Chapter Nine
Antonio
Fucking Mikey.
Antonio shoved his hands deeper in his pockets, bumping his shoulder against Declan’s as they made their way away from Angela’s house and toward the bay.
It’d felt different, with Declan there. Better and worse. Better, to have someone on his side for once. Worse, because sure, he could put up with it, they were family. But Declan shouldn’t have to. Deserved better.
“Nothing quite like suburbia,” he said, as they passed another of Angela’s pointedly observant neighbors, standing there on their very tidy lawn with their equally tidy dog. “Can’t tell you how many times I’ve been pulled over around here.”
“I believe it.” Declan laughed, just a low, rasping exhale, as they turned off the sidewalk and down the little path that led toward the beach. “If pigs here’re anything like I’ve met, there was ‘suspicious activity’ or they thought they saw you swerving? Perhaps you ran a non-existent stop sign?”

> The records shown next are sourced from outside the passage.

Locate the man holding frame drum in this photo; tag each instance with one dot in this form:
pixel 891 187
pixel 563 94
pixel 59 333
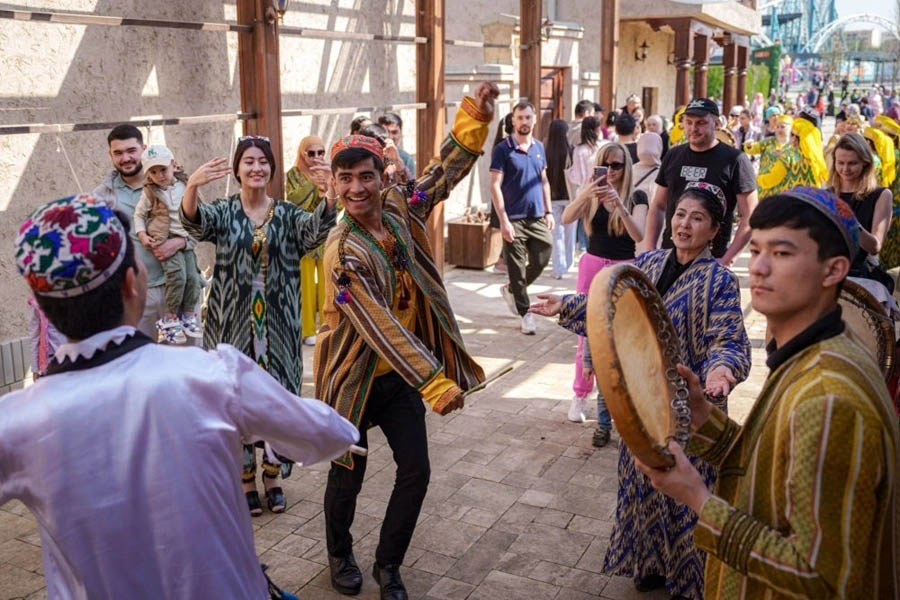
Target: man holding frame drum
pixel 807 502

“At least they can never say they got the wrong car. Not many people driving around this neighborhood in a silver ‘67 Mustang.” And somehow, he was grinning as he said it.
The thing was, Declan made it so easy. Easy in the way it never was, with his family or his occasional hookups. The sluagh never watched him like he was half feral or might shatter at a harsh word.
If he reminded Antonio of anyone, it was his friends back in the joint. That automatic distrust of authority. The joy at poking the bear. Fucked as it was, sometimes Antonio missed prison. He’d had people to talk to.
Christ. Had it really taken selling his soul to make a friend?
“Despite it being a migraine on wheels,” Declan said, his voice a welcome distraction from Antonio’s self pity. “It is a very aesthetic car. Pigs try to impound it?”
“Technically, it’s Angie’s. Same as the garage.” And yeah, he wouldn’t linger on that thought. Better to focus on Declan, the cracks that traced his skin and those pale eyes. “You must have really gotten up to some shit back in Ireland.”
“Oh, aye, so I did.” Declan met his sideways glance with an alligator’s grin, his accent gone thick. “Ran amok Norn Iron back in me day, just a wee bit of fun. Wouldn’t have believed the fucking shape of me then. Be right scundered to tell ye now. Bleedin’ RUC pricks.”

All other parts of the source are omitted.